Down an Incline with Spring: Finding Distance and Maximum Speed

[Albeaver89]

Homework Statement

A 3.5 kg block starts at rest and slides a distance d down a frictionless 28.0° incline, where it runs into a spring. The block slides an additional 21.0 cm before it is brought to rest momentarily by compressing the spring, whose spring constant is 435 N/m.
A)What is the value of d?
B)What is the distance between the point of first contact and the point where the block's speed is greatest?

Homework Equations

A)Conservation of Energy: Ei=Ef ⇔ KEi+PEi=KEf+PEf ⇔ 0+mgh=1/2kx^2
h=(Δx+d)sinθ (Δx=the distance the spring was compressed)
Δxsinθ+dsinθ=1/2kx^2 solve for d
d=(.5kx^2)/(gmsinθ)-Δx
d=.385 m or 38.5 cm

B) So the first contact is when it touches the the spring, correct? Then it's greatest speed is the speed right after it leaves the spring going up the ramp? That would mean that I need the speed (v) of the block as it hits spring equation: KEi+PEi=KEf+PEf ⇔ m*g*(d*sinθ)=1/2*k*x^2+1/2*m*(vf)^2 where vf= the speed it hits the spring.
v=√(-1/m)*√(k*x^2-2*d*g*m*sinθ)
V=1.39 m/s when it hits the spring

KEi+PEi=KEf+PEf ⇔ 1/2m(vi)^2+mgh=1/2m(vf)^2+1/2kΔx^2 where Δx= the distance the spring is compressed.

Does that seem correct?

The Attempt at a Solution

 

[SammyS]

Homework Statement

A 3.5 kg block starts at rest and slides a distance d down a frictionless 28.0° incline, where it runs into a spring. The block slides an additional 21.0 cm before it is brought to rest momentarily by compressing the spring, whose spring constant is 435 N/m.
A)What is the value of d?
B)What is the distance between the point of first contact and the point where the block's speed is greatest?

Homework Equations

A)Conservation of Energy: Ei=Ef ⇔ KEi+PEi=KEf+PEf ⇔ 0+mgh=1/2kx^2
h=(Δx+d)sinθ (Δx=the distance the spring was compressed)
Δxsinθ+dsinθ=1/2kx^2 solve for d
d=(.5kx^2)/(gmsinθ)-Δx
d=.385 m or 38.5 cm

It seems to me, that Δx is 21.0 cm.

Is that what you used?

The potential energy of the spring at max compression is .5k(Δx)².

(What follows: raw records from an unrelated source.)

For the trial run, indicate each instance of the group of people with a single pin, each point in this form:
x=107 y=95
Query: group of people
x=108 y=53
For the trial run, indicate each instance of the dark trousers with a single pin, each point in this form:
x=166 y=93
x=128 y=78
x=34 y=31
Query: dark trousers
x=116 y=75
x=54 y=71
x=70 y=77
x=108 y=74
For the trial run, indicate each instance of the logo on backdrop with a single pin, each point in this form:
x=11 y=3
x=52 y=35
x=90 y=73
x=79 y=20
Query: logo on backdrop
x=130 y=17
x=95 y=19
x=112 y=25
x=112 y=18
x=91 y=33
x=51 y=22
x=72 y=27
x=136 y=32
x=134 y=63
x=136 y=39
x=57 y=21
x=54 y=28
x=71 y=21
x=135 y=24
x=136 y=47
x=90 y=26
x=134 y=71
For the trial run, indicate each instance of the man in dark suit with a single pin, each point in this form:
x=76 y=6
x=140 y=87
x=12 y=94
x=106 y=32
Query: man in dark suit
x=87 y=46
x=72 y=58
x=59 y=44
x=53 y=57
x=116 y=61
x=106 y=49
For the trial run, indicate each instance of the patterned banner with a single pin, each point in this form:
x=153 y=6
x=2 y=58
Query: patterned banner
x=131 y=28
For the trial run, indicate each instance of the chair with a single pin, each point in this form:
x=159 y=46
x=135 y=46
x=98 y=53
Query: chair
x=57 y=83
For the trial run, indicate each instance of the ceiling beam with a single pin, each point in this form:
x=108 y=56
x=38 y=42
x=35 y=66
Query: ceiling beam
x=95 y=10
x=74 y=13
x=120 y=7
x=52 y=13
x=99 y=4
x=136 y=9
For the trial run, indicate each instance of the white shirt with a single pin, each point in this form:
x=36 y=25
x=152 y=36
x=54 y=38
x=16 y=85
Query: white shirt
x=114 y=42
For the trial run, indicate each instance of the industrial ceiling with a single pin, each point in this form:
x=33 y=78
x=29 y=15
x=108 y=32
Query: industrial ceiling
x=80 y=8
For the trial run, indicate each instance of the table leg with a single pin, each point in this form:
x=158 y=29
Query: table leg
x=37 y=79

B) So the first contact is when it touches the the spring, correct? Then it's greatest speed is the speed right after it leaves the spring going up the ramp? That would mean that I need the speed (v) of the block as it hits spring equation: KEi+PEi=KEf+PEf ⇔ m*g*(d*sinθ)=1/2*k*x^2+1/2*m*(vf)^2 where vf= the speed it hits the spring.
v=√(-1/m)*√(k*x^2-2*d*g*m*sinθ)
V=1.39 m/s when it hits the spring

KEi+PEi=KEf+PEf ⇔ 1/2m(vi)^2+mgh=1/2m(vf)^2+1/2kΔx^2 where Δx= the distance the spring is compressed.

Does that seem correct?

The Attempt at a Solution